If using the YAML configuration file format:

net:
   ssl:
      mode: requireSSL
      PEMKeyFile: /etc/ssl/mongodb.pem
      CAFile: /etc/ssl/ca.pem
      disabledProtocols: TLS1_0,TLS1_1

For more information, including the protocols recognized by the option, see net.ssl.disabledProtocols or the --sslDisabledProtocols option for mongod and mongos.

TLS/SSL Certificate Passphrase

The PEM files for PEMKeyfile and ClusterFile may be encrypted. With encrypted PEM files, you must specify the passphrase at startup with a command-line or a configuration file option or enter the passphrase when prompted.

To specify the passphrase in clear text on the command line or in a configuration file, use the PEMKeyPassword and/or the clusterPassword option.

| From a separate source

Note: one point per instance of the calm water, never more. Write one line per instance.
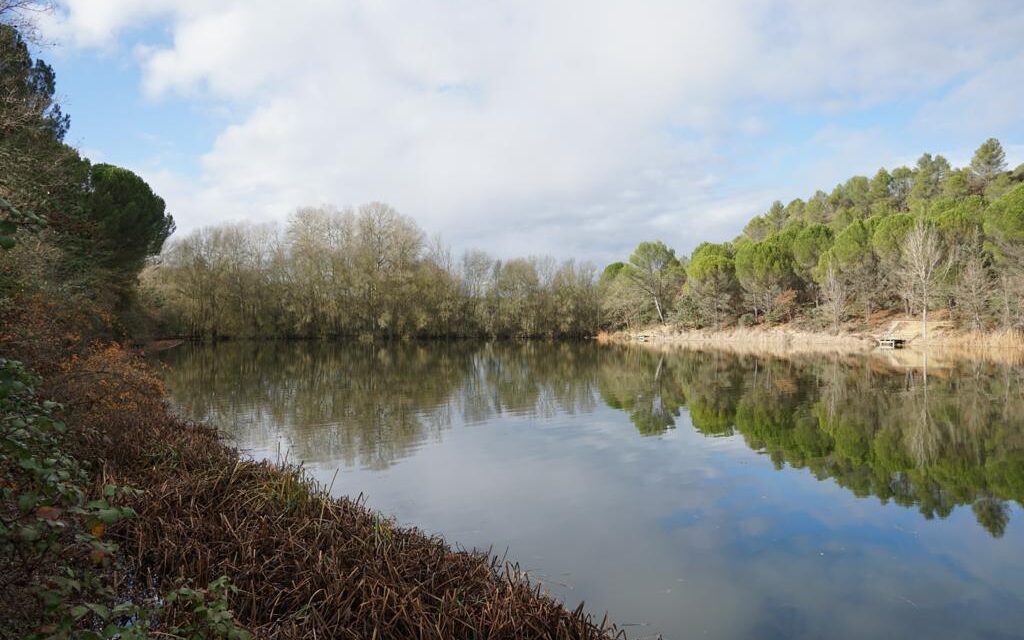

To have MongoDB prompt for the passphrase at the start of mongod or mongos and avoid specifying the passphrase in clear text, omit the PEMKeyPassword and/or the clusterPassword option. MongoDB will prompt for each passphrase as necessary.

Important

The passphrase prompt option is available if you run the MongoDB instance in the foreground with a connected terminal. If you run mongod or mongos in a non-interactive session (e.g. without a terminal or as a service on Windows), you cannot use the passphrase prompt option.

Run in FIPS Mode

Note

FIPS-compatible TLS/SSL is available only in MongoDB Enterprise. See Configure MongoDB for FIPS for more information.

See Configure MongoDB for FIPS for more details.